A group of researchers at the University of Bern now suggests that training for and running marathons substantially increase the release of ANP and is associated with atrial enlargement and an increased risk of AF. Their study included 56 men participating in the 2010 Grand Prix of Bern, a 10-mile (16 km) race. The runners were divided into three groups:
- Group A – 22 men who had never run a marathon
- Group B – 16 men who had run 1 to 4 marathons
- Group C – 18 men who had run 5 or more marathons
The average age of the men was 42 years (range of 35 to 49 years), with men in group C tending to be older (average age of 45 years) than men in groups A and B (average age of 40 years).
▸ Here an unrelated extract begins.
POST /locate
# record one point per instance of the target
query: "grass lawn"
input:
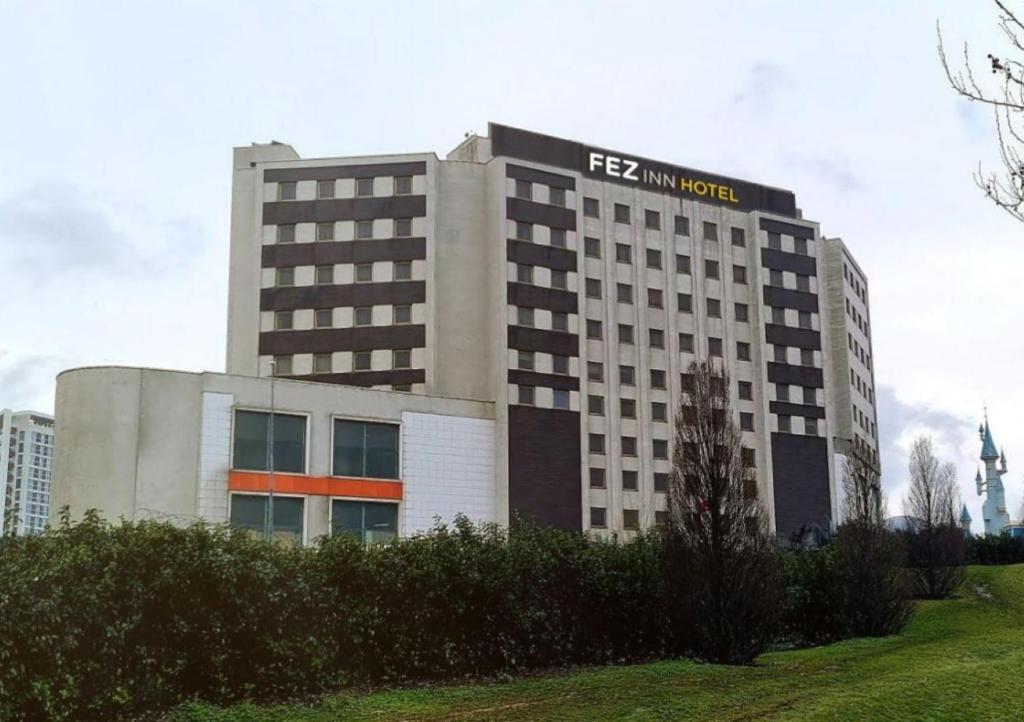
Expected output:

Men in group C had also been in training for long-distance running for a considerably longer period (18.9 years on average) than had men in group A (10.3 years) and group B (13.7 years). None of the participants had cardiovascular disease, hypertension or AF. Not surprisingly, the men in groups B and C had considerably lower average resting heart rates (51 bpm) than those in group A (61 bpm). Both the left and right atria were significantly enlarged in groups B and C with men in group B having an average left atrial volume index of 30 ml/m2 and those in group C having a volume index of 34 ml/m2 as compared to an average of 25 ml/m2 in group A. Defining left atrial enlargement as a volume index greater than 29 ml/m2, 77.8% of group C and 62.5% of group B had enlargement as compared to only 22.7% in group A.
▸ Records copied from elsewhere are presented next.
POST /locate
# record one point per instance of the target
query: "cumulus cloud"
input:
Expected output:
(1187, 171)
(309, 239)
It is also noteworthy that men in group C had substantially more ectopics (PACs and PVCs) on pre-race 24-hour Holter monitoring than did those in group A. Finally, it was observed that the veteran marathon runners in group C had significantly higher blood levels of pro-ANP at baseline than did runners in groups A and B. Pro-ANP increased significantly in every group when measured immediately following the race with group C levels being the highest. In a multiple linear regression model, average weekly endurance training hours and marathon participation contributed independently to left atrial enlargement. Interestingly, pro-ANP levels at baseline and after the race correlated only with right atrial volume, indicating the importance of volume overload of the right atrium during strenuous activities.
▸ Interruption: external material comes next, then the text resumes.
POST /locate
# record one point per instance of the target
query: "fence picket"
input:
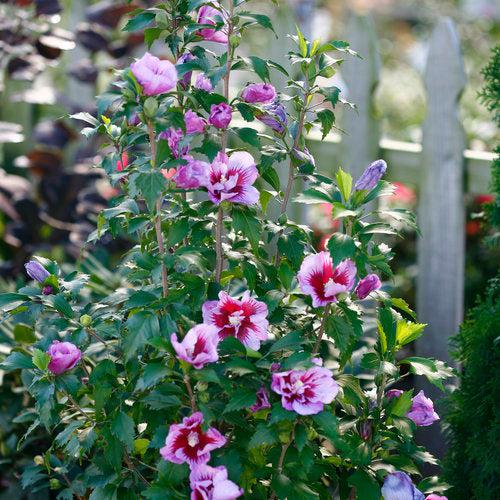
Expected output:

The researchers speculate that repetitive episodes of atrial stretching, as measured by increased pro-ANP excretion, is associated with atrial remodelling (enlargement) which, in turn, may cause atrial arrhythmias. They refer to a study involving middle-aged endurance athletes with lifetime training exposure in excess of 4500 hours. In this group, atrial enlargement was observed in 83%, and the prevalence of paroxysmal AF was 9%.Wilhelm, M, et al. Comparison of pro-atrial natriuretic peptide and atrial remodelling in marathon versus non-marathon runners. American Journal of Cardiology, Vol. 109, No. 7, April 1, 2012, pp. 1060-65 Editor's comment:
It is well established that considerable amounts of ANP are released during an AF episode (accounting for the increased frequency of urination often experienced). Thus, it is not too giant a leap of faith to suggest that the repeated stretching of arterial walls experienced during an AF episode, just like marathon running, leads to atrial enlargement and perpetuation of AF – "AF begets AF".